Pet food is generally safe in regards to not posing a toxicity risk to children, however many varieties marketed toward small, or toy breeds, will contain small pieces. These small bites have the potential for being a serious choking hazard, especially when baby discovers their unpleasant flavor after ingesting a handful. In addition, babies can suffer serious harm in as little as one inch of standing water. For this reason alone, pet food and water bowls should be strictly off limits to little ones. In addition, many animals startle or react negatively toward anything interrupting their eating. While this behavior is not acceptable, it is an instinctual response to defending their food supply. This is further motivation to training babies and young children that a pet's eating environment is a no-go at all times.

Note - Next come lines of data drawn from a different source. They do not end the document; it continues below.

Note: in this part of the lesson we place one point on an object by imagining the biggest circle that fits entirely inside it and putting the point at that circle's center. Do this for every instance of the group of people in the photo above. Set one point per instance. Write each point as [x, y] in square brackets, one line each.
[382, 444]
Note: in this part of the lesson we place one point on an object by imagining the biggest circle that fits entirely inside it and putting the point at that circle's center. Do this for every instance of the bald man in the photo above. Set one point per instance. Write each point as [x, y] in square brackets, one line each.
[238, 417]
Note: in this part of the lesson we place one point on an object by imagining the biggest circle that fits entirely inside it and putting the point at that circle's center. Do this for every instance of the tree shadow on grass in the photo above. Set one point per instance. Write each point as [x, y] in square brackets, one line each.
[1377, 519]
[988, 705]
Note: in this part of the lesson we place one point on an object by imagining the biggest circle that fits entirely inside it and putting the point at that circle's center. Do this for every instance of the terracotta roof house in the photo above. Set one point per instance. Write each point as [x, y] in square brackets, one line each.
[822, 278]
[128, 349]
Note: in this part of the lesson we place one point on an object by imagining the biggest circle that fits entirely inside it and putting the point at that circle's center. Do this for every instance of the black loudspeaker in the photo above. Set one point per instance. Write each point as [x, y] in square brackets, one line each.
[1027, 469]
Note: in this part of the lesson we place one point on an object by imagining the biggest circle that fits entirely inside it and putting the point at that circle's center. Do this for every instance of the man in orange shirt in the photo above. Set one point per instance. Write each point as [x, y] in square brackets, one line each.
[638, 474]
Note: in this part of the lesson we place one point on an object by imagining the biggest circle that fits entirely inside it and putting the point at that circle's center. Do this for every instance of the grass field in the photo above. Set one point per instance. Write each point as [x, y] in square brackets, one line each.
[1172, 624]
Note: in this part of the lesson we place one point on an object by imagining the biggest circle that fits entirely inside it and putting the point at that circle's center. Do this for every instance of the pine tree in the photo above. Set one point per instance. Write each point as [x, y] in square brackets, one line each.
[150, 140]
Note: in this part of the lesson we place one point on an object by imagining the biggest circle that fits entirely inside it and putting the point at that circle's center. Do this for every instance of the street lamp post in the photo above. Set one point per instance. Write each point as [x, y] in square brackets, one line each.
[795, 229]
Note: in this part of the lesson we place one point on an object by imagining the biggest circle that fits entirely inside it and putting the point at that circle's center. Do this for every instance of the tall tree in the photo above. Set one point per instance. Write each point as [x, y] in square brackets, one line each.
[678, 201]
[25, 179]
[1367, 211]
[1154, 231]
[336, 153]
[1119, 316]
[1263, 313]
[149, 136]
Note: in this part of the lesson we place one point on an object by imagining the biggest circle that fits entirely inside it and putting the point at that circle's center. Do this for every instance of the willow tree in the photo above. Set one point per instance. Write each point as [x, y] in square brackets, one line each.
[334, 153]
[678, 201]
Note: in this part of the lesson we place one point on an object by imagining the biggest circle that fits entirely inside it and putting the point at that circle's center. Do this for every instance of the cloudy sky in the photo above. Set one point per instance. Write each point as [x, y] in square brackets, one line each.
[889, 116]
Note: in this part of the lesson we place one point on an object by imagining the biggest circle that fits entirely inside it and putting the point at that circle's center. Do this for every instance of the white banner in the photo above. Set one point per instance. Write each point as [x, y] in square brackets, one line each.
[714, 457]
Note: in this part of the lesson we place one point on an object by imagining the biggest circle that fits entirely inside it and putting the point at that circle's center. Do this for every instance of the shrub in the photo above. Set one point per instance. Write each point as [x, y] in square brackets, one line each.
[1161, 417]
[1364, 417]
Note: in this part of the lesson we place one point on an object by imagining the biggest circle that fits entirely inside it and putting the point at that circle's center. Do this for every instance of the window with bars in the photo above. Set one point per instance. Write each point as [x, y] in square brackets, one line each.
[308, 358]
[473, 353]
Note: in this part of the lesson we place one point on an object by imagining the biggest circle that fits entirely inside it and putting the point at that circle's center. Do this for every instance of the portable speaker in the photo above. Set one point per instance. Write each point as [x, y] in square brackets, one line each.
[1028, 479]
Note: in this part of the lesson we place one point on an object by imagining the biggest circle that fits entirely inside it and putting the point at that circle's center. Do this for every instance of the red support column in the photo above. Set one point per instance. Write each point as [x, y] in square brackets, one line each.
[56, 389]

Pet food also has the potential for containing food born illnesses or bacteria from the pet itself. Parents should consider slowly transitioning their pets to a different eating location in the home that is off limits to baby. This transition should begin early, preferably before baby's arrival, but ultimately, whichever solution works best for the family is the one that should take place.
For many parents, the baby-proofing process feels complete once all potential hazards have been addressed. It doesn't make a lot of sense to consider the very toys they've purchased for their children to be something they should also now inspect, but this is just the case when a young baby has joined the ranks of the family. Many toys marked for older children contain small pieces which can be choking hazards. Experts suggest being wary of any toys marked for children ages 3+. Generally, children under three are most likely to place everything in their mouths, so toys marked from that point on are likely to contain smaller pieces.
Most notably, parents should look for and remove: small balls, marbles, balloons, or anything with removable pieces or accents with a diameter smaller than 1.75 inches. It's also a good idea to teach older siblings that baby should not be allowed access to small things. After all, they are another set of eyes, and this knowledge makes them an active part of the supervision process for their small sibling.
As a whole, baby-proofing is a sobering and necessary part of raising children. The responsibility to protect them from preventable harm is immense, but babies will be babies, and it's important to understand that a bump or bruise here and there is a normal part of growing up. So long as mom or dad are there to kiss a boo-boo and help baby back up, all is well.